'Reclaiming Conversation’ at EDUCAUSE

Why #EDU15 attendees would rather go naked than go device free.

October 28, 2015

In my alternate reality, I have assigned Sherry Turkle’s staggeringly important book Reclaiming Conversation to everyone attending the EDUCAUSE 2015 Annual Conference.

That would be 7,000 plus educational technology professionals actually putting down their phones long enough to read a book. (Unless you are like me, and read the book on your phone).

Walk through the corridors at the Indiana Convention Center and you will see all of us heads down, buried in our screens.  

Observe a group of EDUCAUSE attendees sitting in a session prior to its start, and you will see precisely nobody introducing themselves and having a conversation. Instead, we are all on our phones, laptops, and tablets. (Sometimes all 3 at once).

Worried about our students surfing the web when they should be paying attention in class? Compared to the amount of attention EDUCAUSE attendees give to our devices as opposed to the presenters, our students seem by comparison paragons of devotion and focus.

EDUCAUSE may be the center of the universe for acceptance of a device-first manner of social interaction.

Interacting with technologies rather than people is a high status activity at EDUCAUSE.

In Reclaiming Conversation, Turkle relates the college kid “Rule of 3”.  This rule states that whenever a group of friends get together (say 6 or 7 for dinner), at least 3 people need be looking up from their phones and engaging in conversation.  Everyone else is free to surf, post, tweet, and scan - and can jump in and out of the conversation without social penalty.

We EDUCAUSE people don’t need no stinking “Rule of 3”.

As a community, we are good with the “Rule of 0”.  

Our favorite conversations, if we are being honest, are between ourselves and our screens.

It is perfectly acceptable within my tribe to all be together, but to have none of us actually talking with each other.  We are too busy looking at our screens.

Can you imagine a “device free” EDUCAUSE?  

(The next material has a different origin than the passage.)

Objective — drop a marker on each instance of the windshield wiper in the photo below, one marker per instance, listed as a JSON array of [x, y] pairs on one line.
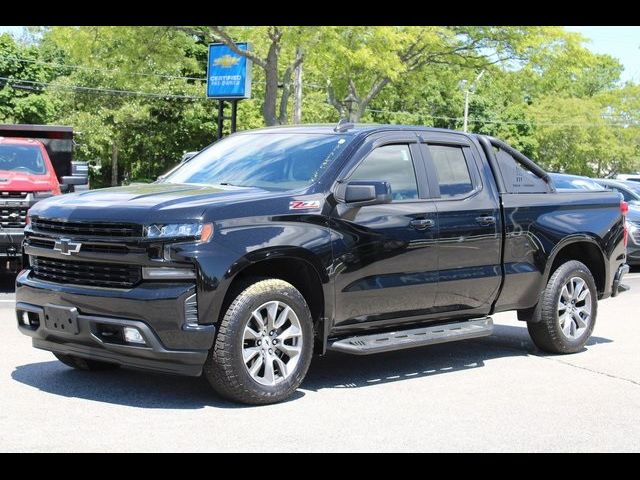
[[229, 184]]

I think the EDUCAUSE attendees would rather go naked than device free.

We, of course, think that we have good reasons to interact with our technologies instead of each other. We need to make ourselves always available for any emergency that may happen back at the ranch. We are so vitally important to the running of our institutions that if we are not constantly on e-mail the whole place might just implode.

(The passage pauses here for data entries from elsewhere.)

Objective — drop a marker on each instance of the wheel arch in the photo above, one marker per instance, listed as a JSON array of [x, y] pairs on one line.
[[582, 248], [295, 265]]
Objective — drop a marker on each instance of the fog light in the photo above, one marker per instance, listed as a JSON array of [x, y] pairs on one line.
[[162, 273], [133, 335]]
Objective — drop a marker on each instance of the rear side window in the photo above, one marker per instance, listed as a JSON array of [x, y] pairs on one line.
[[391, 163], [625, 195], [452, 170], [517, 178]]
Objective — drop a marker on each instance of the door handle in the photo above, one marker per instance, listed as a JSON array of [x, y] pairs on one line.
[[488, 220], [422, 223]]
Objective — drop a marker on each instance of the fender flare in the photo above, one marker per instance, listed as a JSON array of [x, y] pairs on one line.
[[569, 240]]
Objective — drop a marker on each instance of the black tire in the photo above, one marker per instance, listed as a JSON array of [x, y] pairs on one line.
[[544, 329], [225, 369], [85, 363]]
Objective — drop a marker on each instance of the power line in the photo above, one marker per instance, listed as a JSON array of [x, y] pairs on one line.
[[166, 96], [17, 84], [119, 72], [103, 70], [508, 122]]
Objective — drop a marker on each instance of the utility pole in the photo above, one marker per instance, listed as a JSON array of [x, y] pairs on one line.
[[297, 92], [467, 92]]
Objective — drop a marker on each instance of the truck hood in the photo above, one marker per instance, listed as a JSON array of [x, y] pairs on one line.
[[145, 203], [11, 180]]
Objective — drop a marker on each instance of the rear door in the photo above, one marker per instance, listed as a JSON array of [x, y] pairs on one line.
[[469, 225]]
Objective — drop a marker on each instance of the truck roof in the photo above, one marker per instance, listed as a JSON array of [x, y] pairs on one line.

And of course, what would a conference be without the backchannel? If we don’t constantly tweet, blog, and post then it will be like EDUCAUSE never happened.

Would EDUCAUSE be a more relaxing and a productive place if we left our devices behind?If everyone at EDUCAUSE had read Reclaiming Conversation, then maybe we would be having a very different EDUCAUSE 2015.

At the very least, we’d all be skeptical about what we have accomplished by achieving ubiquitous connectivity and omnipresent screens.  

How do we get Sherry Turkle to keynote EDUCAUSE 2016?

Can a book change how we think about our profession?

Can an idea change how we go about our work?

What did you read before coming to EDUCAUSE?